Xinjiang's government web portal Tianshan on Wednesday described the violence as a "terror attack" that killed or wounded "several tens" of Uighur and Han.
The Han are China's largest ethnic group, whose members have migrated in large numbers to Xinjiang in recent decades.
Citing local Uighur sources, Dilxat Raxit, a spokesman for the World Uyghur Congress, an exile group, said in an e-mail: "Nearly 100 people were killed and wounded during the clash."
The violence came, he added, when "Uighurs rose up to resist China's extreme ruling policy and were met with armed repression resulting in dead and injured on both sides".
Raxit had earlier said more than 20 Uighurs were killed and 10 wounded, while a total of 13 armed Chinese personnel were killed or wounded and about 67 people were arrested.
The violence took place in Shache county, or Yarkand in the Uighur language, near the edge of the Taklamakan desert in the west of the vast region.
According to Xinhua, it was "organised and premeditated".
'Strike first'
Beijing commonly blames separatists from Xinjiang for carrying out terror attacks which have grown in scale over the past year and spread outside the restive and resource-rich region.
Among the most shocking incidents were a market attack in Xinjiang's capital Urumqi in May in which 39 people were killed, and a deadly rampage by knife-wielding assailants at a train station at Kunming in China's southwest in March, which left 29 dead.
They came after a fiery vehicle crash at Tiananmen Square, Beijing's symbolic heart, in October last year.

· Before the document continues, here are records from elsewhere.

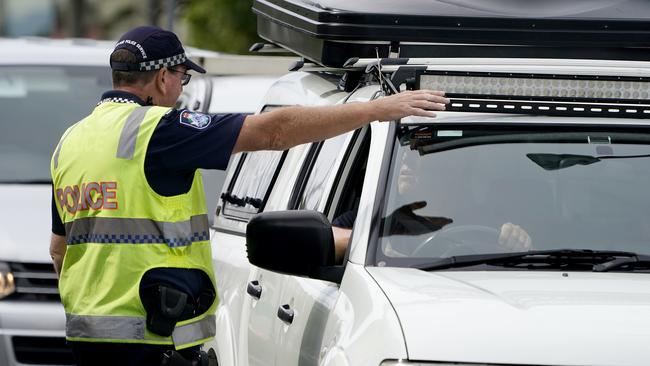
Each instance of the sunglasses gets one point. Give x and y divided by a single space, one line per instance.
185 77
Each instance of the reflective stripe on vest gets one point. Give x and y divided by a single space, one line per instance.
109 230
133 328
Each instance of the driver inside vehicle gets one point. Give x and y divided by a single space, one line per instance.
406 222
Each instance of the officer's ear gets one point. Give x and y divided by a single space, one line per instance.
160 80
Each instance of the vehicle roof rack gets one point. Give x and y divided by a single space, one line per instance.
448 28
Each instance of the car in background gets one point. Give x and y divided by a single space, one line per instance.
45 86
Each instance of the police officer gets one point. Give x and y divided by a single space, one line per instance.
130 229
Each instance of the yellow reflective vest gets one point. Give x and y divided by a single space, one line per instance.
118 228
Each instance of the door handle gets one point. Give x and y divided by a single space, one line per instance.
254 289
285 313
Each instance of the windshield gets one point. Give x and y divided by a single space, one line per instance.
38 104
465 191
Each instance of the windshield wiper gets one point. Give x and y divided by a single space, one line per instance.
609 259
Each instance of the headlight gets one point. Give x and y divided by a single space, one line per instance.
408 363
7 284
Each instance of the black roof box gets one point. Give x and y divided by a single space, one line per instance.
331 31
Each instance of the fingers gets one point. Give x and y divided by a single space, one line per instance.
420 103
514 238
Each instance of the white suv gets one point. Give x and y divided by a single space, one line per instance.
46 85
557 147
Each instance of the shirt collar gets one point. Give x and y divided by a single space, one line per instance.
120 96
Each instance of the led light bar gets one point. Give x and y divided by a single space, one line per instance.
539 86
560 95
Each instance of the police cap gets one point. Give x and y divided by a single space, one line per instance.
154 48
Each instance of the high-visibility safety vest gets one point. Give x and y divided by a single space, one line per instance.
118 228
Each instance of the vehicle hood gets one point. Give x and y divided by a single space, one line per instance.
25 222
523 318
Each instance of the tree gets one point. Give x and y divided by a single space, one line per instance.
221 25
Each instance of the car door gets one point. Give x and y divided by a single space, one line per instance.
305 303
247 293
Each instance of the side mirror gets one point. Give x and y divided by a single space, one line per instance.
295 242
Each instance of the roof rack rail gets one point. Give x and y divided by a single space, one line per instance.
261 47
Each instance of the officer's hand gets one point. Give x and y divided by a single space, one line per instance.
404 221
409 103
515 239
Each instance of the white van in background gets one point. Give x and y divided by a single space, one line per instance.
45 86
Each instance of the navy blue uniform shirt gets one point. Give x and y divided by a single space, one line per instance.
175 151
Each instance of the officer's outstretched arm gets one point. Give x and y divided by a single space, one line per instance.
287 127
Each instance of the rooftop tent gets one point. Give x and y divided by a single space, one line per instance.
330 32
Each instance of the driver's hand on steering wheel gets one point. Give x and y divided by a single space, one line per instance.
515 239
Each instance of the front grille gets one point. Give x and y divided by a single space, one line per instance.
42 351
34 282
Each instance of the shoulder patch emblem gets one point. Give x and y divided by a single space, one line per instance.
195 119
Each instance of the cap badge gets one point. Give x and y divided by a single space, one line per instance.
195 119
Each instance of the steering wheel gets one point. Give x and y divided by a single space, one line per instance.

Chinese President Xi Jinping, who visited Xinjiang in late April, ordered a crackdown after a stabbing spree and explosion at an Urumqi railway station left three people dead and 79 wounded on the last day of his trip.
During the visit he had called for a "strike first" strategy to fight terrorism and called the Kashgar area China's "front line in anti-terrorist efforts".
Rights groups and analysts accuse China's government of cultural and religious repression which they say fuels unrest in Xinjiang, which borders Central Asia.
The government, however, argues it has boosted economic development in the area and that it upholds minority rights in a country with 56 recognised ethnic groups.
Beijing has also suggested that extremists in Xinjiang are influenced by radical groups outside China, though many foreign analysts are sceptical, pointing instead to Uighur dissatisfaction.
Deadly clashes involving Uighurs and local police and security personnel are not unusual.
Last month, regional authorities said that police shot dead 13 people after they drove into a police building and set off an explosion.
And in June last year at least 35 people were killed when, according to state media, "knife-wielding mobs" attacked police stations, drawing fire from security personnel.